For this looking outwards post, I decided to focus on Looking Outwards 06 by Nadia Susanto, which focuses on the Silk Pavilion created by the Mediated Matter Group at the MIT Media Lab. This project explores the relationship between digital and biological fabrication, and uses a collaboration of an algorithm-generated base structure and silkworms to create a layered structure, in order to determine the shape and material optimization of fiber-based surface structures.

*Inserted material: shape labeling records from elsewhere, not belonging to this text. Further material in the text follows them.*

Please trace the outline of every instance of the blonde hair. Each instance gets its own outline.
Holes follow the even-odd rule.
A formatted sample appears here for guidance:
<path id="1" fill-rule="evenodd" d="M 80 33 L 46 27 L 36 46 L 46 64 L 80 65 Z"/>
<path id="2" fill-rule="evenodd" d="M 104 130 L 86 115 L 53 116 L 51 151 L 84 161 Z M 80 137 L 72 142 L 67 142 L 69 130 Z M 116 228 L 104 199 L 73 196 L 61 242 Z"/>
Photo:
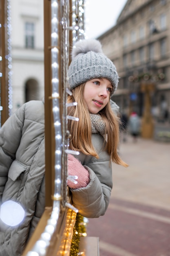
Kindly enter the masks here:
<path id="1" fill-rule="evenodd" d="M 69 95 L 67 102 L 76 102 L 77 107 L 68 108 L 69 115 L 78 117 L 78 122 L 68 120 L 68 129 L 71 134 L 70 148 L 80 151 L 84 154 L 99 158 L 99 156 L 92 142 L 91 125 L 90 113 L 84 96 L 85 83 L 77 86 L 73 90 L 72 95 Z M 119 144 L 119 118 L 113 113 L 110 101 L 99 112 L 105 123 L 107 141 L 105 141 L 104 150 L 107 150 L 110 156 L 110 160 L 125 167 L 128 165 L 119 157 L 117 149 Z"/>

I agree with Nadia’s statement of how the combination of real-life insects and computation perform art, rather than purely using computers to randomly generate shapes. The thought of learning from silkworms, adapting the methods to computational design, and re-using silkworms to complete the final pavilion is a really interesting approach to me. However, when I first read Nadia’s post, I wondered why the two “printing” methods were combined, because it seemed quite redundant. After reading the MIT Media Lab’s website on the Silk Pavilion and watching the video, I discovered that the process of having silkworms generating structure was also a research on how the environment would affect the mapping of silkworms, which could be manipulated to create an ideal pavilion structure:
“Affected by spatial and environmental conditions, including geometrical density as well as variation in natural light and heat, the silkworms were found to migrate to darker and denser areas. Desired light effects informed variations in material organization across the surface area of the structure. A season-specific sun path diagram mapping solar trajectories in space dictated the location, size, and density of apertures within the structure in order to lock in rays of natural light entering the pavilion from south and east elevations.”